Modern system-on-chip architectures consist of many heterogeneous processing elements. The communication fabric and memory hierarchy supporting these processing elements heavily influence the system’s overall performance. Exploring the design space of these heterogeneous architectures with detailed models of each processing element can be time-consuming. Statistical simulation has been shown to be an effective tool for quickly evaluating architectures by abstracting away complexity.

This talk describes work done on modelling the spatial and temporal behaviour of a processing element’s address stream. We present a methodology that can automatically characterize a processing element by observing its reads and writes. Using these characteristics we can stimulate a communication fabric connecting many different processing elements by synthetically recreating their addresses. These addresses arrive at their destination in the memory hierarchy, spawning new messages and responses to read and write requests. Architects can now combine ynthetic processing elements that represent various different components on current and future systems-on-chip to evaluate the impact of changes at the interconnection network and memory hierarchy.
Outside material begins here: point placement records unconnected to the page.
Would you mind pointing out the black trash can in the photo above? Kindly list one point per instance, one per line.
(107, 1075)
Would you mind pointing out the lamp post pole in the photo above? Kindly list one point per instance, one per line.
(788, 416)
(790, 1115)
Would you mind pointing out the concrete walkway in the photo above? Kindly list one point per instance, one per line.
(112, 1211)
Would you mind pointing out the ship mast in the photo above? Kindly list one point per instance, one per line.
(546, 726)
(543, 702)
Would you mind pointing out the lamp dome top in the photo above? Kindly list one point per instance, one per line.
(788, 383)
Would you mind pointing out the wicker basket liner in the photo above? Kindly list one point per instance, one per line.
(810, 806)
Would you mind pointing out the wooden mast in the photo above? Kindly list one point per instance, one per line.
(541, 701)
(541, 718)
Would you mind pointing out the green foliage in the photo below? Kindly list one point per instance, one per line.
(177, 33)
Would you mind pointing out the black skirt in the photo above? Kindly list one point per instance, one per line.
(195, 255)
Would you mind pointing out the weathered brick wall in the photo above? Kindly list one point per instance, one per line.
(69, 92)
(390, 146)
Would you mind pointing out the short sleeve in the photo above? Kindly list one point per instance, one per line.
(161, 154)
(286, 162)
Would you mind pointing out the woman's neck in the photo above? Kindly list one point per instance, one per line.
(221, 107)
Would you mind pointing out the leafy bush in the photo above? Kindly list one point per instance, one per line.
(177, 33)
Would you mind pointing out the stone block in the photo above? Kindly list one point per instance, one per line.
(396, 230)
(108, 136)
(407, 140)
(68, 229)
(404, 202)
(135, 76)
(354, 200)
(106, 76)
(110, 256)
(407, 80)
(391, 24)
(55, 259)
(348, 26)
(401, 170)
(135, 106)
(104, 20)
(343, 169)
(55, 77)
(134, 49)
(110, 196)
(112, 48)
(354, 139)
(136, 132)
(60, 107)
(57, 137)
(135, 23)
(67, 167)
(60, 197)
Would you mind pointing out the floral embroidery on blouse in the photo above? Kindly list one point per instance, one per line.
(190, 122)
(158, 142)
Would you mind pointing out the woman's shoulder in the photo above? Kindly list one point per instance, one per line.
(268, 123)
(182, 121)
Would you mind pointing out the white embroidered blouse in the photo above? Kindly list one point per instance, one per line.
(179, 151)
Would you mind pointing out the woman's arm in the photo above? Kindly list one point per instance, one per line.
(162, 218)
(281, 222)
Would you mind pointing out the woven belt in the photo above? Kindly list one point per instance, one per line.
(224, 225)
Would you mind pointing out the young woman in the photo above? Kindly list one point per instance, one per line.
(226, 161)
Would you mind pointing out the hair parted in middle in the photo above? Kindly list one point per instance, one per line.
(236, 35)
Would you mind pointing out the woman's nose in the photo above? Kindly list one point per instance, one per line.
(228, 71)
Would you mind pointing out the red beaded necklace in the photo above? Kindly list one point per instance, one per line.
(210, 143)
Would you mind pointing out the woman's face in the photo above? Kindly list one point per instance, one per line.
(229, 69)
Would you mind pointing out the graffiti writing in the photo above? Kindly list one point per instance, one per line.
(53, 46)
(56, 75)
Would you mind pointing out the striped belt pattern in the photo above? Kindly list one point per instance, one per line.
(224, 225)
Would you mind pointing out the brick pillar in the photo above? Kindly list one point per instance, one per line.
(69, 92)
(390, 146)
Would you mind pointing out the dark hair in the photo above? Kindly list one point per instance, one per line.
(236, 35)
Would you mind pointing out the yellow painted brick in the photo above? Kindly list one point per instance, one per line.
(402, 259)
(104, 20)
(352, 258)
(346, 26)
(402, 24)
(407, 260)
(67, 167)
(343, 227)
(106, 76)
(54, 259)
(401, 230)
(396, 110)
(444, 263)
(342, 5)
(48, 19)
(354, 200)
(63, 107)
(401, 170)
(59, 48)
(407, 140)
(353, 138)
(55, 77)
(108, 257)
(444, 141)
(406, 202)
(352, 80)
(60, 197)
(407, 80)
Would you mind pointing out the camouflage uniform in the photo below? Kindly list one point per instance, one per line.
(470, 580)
Mario Badr is a PhD Candidate at the University of Toronto working under the supervision of Dr. Natalie Enright Jerger. He received his B.A.Sc. and M.A.Sc from the University of Toronto in Electrical Engineering and Computer Engineering, respectively. He has interned with Qualcomm Research Silicon Valley and received the Roberto Padovani Scholarship for his outstanding technical contributions. In addition, he has been recognized at the university and departmental levels for excellence as a teaching assistant. His research interests include performance evaluation in computer architecture, heterogeneous architectures, and multi-threaded workloads.